Artificial intelligence has been growing and developing rapidly in recent years, but with this growth come new challenges. One of the main problems is that the size of modern neural networks is increasing and they consume more resources. In a conversation with NEWS.am Tech, Cognaize founder Vahe Andonians talks about how to overcome this problem and run large language models on platforms with limited resources. He also gave a lecture on the same topic during the 4th "Datafest Yerevan" forum.
Artificial intelligence, as the specialist emphasized, requires enormous resources to work properly. The popular ChatGPT chatbot, for example, has 1.7 trillion parameters. Models like ChatGPT achieve impressive results in various tasks, but their huge size requires huge resources. Not all companies can afford such huge resources. According to the expert, there are probably only about 10 companies in the world today that can do this.
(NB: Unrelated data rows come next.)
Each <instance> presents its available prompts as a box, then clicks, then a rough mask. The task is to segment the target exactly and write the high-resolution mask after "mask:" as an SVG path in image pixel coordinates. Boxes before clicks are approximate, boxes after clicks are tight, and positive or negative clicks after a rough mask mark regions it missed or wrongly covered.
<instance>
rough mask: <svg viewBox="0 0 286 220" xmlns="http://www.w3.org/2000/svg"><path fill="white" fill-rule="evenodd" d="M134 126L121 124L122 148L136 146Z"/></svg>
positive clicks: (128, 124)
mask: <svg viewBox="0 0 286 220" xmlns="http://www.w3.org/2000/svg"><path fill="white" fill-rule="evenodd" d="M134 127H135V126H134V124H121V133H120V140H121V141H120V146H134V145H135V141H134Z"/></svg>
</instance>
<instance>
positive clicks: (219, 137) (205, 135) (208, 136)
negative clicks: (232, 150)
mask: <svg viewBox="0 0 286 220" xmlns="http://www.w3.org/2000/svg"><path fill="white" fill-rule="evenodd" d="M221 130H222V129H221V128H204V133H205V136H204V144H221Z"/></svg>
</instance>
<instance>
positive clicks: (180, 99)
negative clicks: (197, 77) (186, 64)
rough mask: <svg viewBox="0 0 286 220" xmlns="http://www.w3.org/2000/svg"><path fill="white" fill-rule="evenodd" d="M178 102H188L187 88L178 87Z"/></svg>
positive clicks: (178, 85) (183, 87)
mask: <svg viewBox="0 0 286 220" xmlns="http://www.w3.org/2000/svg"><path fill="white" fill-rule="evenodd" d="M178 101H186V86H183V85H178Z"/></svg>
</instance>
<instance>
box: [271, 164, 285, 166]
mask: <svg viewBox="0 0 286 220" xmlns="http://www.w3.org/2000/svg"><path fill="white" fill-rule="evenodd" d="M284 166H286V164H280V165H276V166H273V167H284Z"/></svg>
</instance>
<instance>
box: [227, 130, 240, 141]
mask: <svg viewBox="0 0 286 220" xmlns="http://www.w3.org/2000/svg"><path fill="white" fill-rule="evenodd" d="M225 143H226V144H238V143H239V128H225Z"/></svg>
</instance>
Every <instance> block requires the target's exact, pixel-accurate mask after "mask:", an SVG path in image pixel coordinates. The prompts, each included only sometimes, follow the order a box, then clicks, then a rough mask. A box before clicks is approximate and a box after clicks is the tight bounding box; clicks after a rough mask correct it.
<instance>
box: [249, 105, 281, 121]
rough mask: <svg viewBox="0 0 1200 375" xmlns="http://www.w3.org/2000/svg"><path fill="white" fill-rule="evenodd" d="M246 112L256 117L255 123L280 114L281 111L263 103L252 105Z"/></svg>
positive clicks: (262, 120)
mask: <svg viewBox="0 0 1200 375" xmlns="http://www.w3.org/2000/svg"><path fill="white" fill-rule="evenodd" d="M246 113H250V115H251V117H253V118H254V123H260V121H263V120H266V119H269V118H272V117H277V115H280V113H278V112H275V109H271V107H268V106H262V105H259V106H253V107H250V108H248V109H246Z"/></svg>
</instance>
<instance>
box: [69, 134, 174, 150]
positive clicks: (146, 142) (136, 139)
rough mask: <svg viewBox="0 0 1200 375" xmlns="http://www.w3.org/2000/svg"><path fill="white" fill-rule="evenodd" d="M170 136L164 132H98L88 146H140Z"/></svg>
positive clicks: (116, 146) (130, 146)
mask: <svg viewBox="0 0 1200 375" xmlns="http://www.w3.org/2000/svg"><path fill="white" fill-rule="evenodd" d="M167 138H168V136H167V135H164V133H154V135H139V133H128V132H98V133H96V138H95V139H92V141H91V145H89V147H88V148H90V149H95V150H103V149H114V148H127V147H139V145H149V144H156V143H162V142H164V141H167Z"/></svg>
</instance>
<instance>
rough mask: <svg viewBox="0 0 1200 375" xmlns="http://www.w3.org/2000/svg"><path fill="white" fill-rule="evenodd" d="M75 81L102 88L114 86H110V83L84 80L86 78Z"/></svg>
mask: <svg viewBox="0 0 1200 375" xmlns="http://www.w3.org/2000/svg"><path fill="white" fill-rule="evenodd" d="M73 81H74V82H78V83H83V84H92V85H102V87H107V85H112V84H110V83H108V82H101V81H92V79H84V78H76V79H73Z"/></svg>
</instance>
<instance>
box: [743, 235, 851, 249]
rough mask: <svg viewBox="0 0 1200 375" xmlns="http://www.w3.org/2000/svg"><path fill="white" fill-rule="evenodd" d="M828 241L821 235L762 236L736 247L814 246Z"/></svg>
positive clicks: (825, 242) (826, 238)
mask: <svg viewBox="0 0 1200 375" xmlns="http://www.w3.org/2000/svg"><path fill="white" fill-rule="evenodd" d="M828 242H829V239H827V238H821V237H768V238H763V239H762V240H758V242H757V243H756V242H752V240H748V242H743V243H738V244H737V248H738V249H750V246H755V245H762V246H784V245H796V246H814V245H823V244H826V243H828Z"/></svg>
One way to solve this problem is to optimize neural networks. Neural networks that model the functioning of the human brain include so-called weights that determine the importance of signals transmitted between neurons. These weights are usually represented by floating point numbers.
However, as the specialist mentioned, in order to reduce the consumption of resources by neural networks, it is possible to consider the possibility of replacing floating point numbers with integers or simpler, smaller numbers. This can significantly reduce the amount of memory and computing power used.
This will lead to a slight deterioration in the quality of neural network performance, but, on the other hand, such optimization can enable large models to run on more affordable platforms.
Large language models never cease to amaze us with their potential. A key factor in the development of these models is memory. As the amount of memory increases, the models are able to perform a wider range of tasks.
Models are currently limited in memory. For example, ChatGPT can only remember up to 80,000 tokens. Increasing this memory, Andonians notes, will be an important step in developing larger language models.
Running large language models on resource-constrained platforms is an extremely modern problem in the world of artificial intelligence today. Optimization and finding a balance between model size and resource consumption are key factors that will determine the future of AI development. As many experts point out, increased memory and the discovery of new optimization methods will help continue the use of artificial intelligence on platforms of all sizes and capabilities.